Indoor dust contains dangerous, endocrine-disrupting chemicals, according to a study published today in Environmental Health Perspectives. The study of 46 dust samples from 21 buildings at a U.S. university found that all 46 samples contained hormonally active compounds that can lead to health effects, including infertility, diabetes, obesity, abnormal fetal growth, and cancers.
The study helps explain how industrial chemicals known as PFAS and flame retardants, which are found in the blood or urine of over 90 percent of Americans and are already known to cause widespread health and reproductive effects, enter the body. PFAS, which first came to light as ingredients in Teflon, are also used to coat carpets, furniture, and clothing. Despite a lack of evidence that they prevent fires, flame retardants are added to furniture, carpet, electronics, and building insulation. While we don’t eat these products, this study makes it clear that we breathe in tiny bits of them that have entered the air as dust.

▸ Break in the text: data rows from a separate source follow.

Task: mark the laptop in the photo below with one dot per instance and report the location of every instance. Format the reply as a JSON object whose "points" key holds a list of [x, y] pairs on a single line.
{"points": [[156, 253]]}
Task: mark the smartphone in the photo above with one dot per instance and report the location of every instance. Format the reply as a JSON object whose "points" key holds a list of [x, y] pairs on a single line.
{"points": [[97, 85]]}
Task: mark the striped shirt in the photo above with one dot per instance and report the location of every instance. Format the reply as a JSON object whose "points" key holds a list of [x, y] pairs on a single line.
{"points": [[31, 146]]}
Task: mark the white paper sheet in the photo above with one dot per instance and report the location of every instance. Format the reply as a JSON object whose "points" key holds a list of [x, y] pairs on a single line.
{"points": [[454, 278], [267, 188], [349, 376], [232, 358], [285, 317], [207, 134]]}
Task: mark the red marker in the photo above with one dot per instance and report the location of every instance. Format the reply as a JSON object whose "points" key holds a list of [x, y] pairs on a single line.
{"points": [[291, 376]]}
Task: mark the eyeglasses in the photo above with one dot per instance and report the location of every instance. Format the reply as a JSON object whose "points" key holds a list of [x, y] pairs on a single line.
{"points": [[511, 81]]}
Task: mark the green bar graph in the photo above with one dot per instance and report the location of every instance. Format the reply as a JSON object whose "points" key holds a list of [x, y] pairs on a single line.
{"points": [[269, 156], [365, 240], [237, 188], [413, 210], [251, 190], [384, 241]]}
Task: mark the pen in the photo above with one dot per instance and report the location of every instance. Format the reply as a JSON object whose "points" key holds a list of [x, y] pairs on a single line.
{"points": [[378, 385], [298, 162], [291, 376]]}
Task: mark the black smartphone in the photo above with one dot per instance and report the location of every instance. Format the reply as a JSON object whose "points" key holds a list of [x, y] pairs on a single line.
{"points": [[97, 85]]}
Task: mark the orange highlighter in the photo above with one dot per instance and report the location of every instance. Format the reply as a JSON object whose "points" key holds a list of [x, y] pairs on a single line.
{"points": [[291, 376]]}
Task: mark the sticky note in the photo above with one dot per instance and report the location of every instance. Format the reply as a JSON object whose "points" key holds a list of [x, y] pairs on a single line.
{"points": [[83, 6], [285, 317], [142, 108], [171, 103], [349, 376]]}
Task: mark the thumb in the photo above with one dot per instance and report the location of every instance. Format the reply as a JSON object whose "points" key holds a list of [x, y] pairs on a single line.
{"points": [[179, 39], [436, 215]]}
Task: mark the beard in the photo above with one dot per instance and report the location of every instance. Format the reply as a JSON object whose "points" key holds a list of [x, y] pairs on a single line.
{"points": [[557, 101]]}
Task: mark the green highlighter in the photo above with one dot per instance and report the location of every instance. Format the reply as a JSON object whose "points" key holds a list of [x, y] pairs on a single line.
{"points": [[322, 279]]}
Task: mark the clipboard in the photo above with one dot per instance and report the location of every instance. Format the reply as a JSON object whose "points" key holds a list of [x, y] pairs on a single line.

“We don’t realize we’re taking this dust into our bodies all day every day,” said Anna Young, a postdoctoral research fellow in the Department of Environmental Health at the Harvard T.H. Chan School of Public Health and lead author of the study. According to Young, people ingest an average of 20 milligrams of dust each day.
While the health effects of PFAS and flame retardants have been known for years, the Environmental Protection Agency has been ineffective at curbing exposure to the chemicals. One class of flame retardants found in the dust — polybrominated diphenyl ethers, or PBDEs — was phased out in 2013 after they were found to cause infertility, thyroid dysfunction, and other health problems. But those compounds remain in many products and have been recycled into many others. Meanwhile, a class of chemicals now used to replace PBDEs, organophosphate esters, has also been found to cause reproductive problems, impair behavioral and cognitive development, and lead to pregnancy loss.
The health effects of PFAS are also well known and include impaired fetal development, obesity, decreased vaccine response, preeclampsia, testicular cancer, immune dysfunction, kidney cancer, and elevated cholesterol levels. But while two compounds in the class, PFOA and PFOS, were voluntarily phased out as of 2015, those two compounds remain in many products, and thousands of other PFAS, including some that present clear health dangers, are still in use.
“They’ve shown there’s a lot of bioactivity in dust,” Linda Birnbaum, former director and scientist emeritus of the National Institute of Environmental Health Sciences and the National Toxicology Program, said of the study’s authors. “People don’t understand that we are being exposed all the time to a multitude of chemicals that impact our endocrine systems. Things that are in our products don’t stay put. They get into our dust, whether house or office dust. And if they get into our house or office dust, they get into us.” Birnbaum pointed out that the study didn’t look for many other chemicals that have already been found in dust, including PCBs, heavy metals, pesticides, and phthalates.
While regulators have so far failed to prevent exposure to the PFAS and flame retardants that were identified in the study, some companies have begun to get rid of these chemicals on their own. In 2016, Ikea phased out textiles that contain PFAS. Three years later, the Home Depot stopped purchasing and distributing carpets that contain the chemicals. In 2020, Lowe’s made a similar commitment. Furniture makers have also begun to make couches and chairs without flame retardants.
A study by Young published last year showed that dust in rooms where furniture and rugs that were free of these chemicals contained lower levels of the contaminants. Consumers concerned about the toxicity of their homes can check out the quickly evolving list of PFAS-free products. And people worried about whether their couches contain flame retardants can even send samples to scientists at Duke University, where scientists will test them to see if the chemicals are present.
But making indoor air safe to breathe will ultimately require regulatory action. “It can’t be on consumers to figure out what products are safe when there are thousands of these chemicals and manufacturers don’t have to disclose them,” said Young. “We need to send the market a signal that we want healthy products to be the default and not the exception.”